Remus pressed the phone to his chest, feeling his heartbeat roar.
"Damn it."
May 30
Sirius (00:12):
Your fear for today? Mine’s that I’ll remember every cocktail recipe forever but forget my own name.
Remus (00:18):
That all my writing is just random words strung together. What if I can’t actually write at all?
May 31
Remus (14:35):
Just saw a man eat a banana with the peel. There’s today’s existential crisis.
Sirius (14:40):
That’d be a lifetime ban in my bar.
June 1
Remus (09:02):
Spilled coffee on my keyboard.
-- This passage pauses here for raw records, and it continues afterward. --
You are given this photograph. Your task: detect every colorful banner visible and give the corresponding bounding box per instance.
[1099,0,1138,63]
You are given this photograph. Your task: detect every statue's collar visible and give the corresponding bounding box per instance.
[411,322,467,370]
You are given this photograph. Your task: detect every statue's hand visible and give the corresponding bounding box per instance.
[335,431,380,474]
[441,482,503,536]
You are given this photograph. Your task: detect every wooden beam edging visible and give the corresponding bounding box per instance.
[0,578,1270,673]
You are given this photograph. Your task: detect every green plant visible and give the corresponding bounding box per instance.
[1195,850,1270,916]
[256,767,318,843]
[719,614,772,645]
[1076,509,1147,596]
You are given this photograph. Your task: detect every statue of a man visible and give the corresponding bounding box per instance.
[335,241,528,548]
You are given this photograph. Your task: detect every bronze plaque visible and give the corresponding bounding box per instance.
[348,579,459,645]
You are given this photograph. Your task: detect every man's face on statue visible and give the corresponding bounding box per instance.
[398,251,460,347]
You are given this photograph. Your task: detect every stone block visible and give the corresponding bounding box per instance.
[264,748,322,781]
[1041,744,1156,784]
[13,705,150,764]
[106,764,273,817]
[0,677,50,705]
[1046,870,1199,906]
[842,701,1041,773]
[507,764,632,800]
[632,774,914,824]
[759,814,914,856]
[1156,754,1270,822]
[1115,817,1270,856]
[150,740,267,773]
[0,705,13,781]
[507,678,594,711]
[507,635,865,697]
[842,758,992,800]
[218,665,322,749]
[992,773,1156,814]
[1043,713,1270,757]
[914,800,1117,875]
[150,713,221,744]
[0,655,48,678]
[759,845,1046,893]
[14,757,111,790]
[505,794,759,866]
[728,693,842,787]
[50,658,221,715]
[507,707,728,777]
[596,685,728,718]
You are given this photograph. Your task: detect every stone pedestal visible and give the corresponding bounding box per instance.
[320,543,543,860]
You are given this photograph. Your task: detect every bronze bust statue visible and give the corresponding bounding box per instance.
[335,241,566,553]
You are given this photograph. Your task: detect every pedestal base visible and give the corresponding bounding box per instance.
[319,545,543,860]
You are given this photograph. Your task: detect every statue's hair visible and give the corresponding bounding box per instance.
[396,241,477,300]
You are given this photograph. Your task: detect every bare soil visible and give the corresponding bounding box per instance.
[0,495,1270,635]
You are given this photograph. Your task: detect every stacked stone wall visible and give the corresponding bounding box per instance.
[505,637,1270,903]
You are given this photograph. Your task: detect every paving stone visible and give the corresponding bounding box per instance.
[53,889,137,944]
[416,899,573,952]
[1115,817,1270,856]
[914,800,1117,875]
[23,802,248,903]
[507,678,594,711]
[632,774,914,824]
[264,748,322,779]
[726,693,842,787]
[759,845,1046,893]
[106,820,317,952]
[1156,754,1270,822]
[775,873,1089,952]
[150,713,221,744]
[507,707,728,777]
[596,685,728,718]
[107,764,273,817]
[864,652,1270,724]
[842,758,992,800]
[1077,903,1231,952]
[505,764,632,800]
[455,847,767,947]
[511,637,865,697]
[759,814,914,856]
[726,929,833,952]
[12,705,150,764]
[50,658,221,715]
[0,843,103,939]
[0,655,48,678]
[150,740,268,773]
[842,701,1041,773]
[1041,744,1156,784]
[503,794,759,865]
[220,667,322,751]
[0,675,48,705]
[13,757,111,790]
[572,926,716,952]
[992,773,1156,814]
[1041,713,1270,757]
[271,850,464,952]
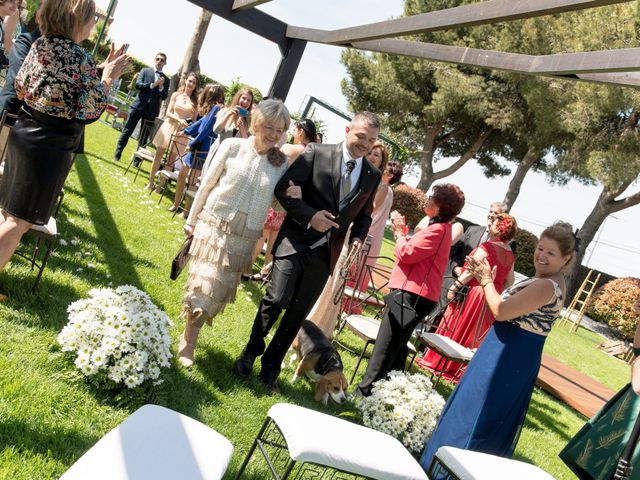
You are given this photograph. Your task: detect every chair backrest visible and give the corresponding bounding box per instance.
[138,118,163,148]
[163,133,189,167]
[422,286,492,349]
[343,242,394,316]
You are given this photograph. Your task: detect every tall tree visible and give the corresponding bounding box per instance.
[555,85,640,294]
[160,8,213,117]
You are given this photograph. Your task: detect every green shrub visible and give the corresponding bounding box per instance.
[587,277,640,339]
[391,183,427,228]
[514,228,538,277]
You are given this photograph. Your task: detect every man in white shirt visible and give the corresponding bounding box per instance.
[234,112,380,392]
Now the "E" key only works when it feels like it.
Sirius (09:05):
Come to my bar—we’ve got a typewriter for ~aesthetic~ emergencies.
June 3
Sirius (23:45):
Customer told me today I’m "too pretty to be a bartender." What does that even mean?
Remus (23:50):
That they have bad taste. You’re clearly "too sarcastic."
June 5
Sirius (19:30):
Ever notice how "loneliness" is too long a word for what it is?
Remus (19:35):
…Are you drunk?
June 6
Remus (16:47):
Bought new glasses. The world’s in HD now.
Sirius (16:50):
Prove it. Send a selfie.
Remus (16:52):
Breaking the rules now?
June 7
Sirius (02:10):
Just pictured you blushing while texting. Am I right?
Remus (02:12):
Shut up.
June 8
Remus (12:15):
Lils asked who I’ve been texting so much.
Sirius (12:17):
Tell her it’s your imaginary friend.
June 9
Sirius (00:05):
Thinking about what I’d say to you if we met.
Remus (00:08):
,,,,
June 10
Remus (22:40):
Full moon tonight. I always… sleep badly these nights.
Sirius (22:42):
I’m here.
June 11
Sirius (15:20):
Do you ever drink? Come to the bar tonight. Anonymously.
Remus (15:25):
…That would break everything.
June 15
Remus sat on the bathroom floor, his forehead pressed to the cold tiles. Whiskey burned his throat, and his mind swirled with fragments of tonight’s "date."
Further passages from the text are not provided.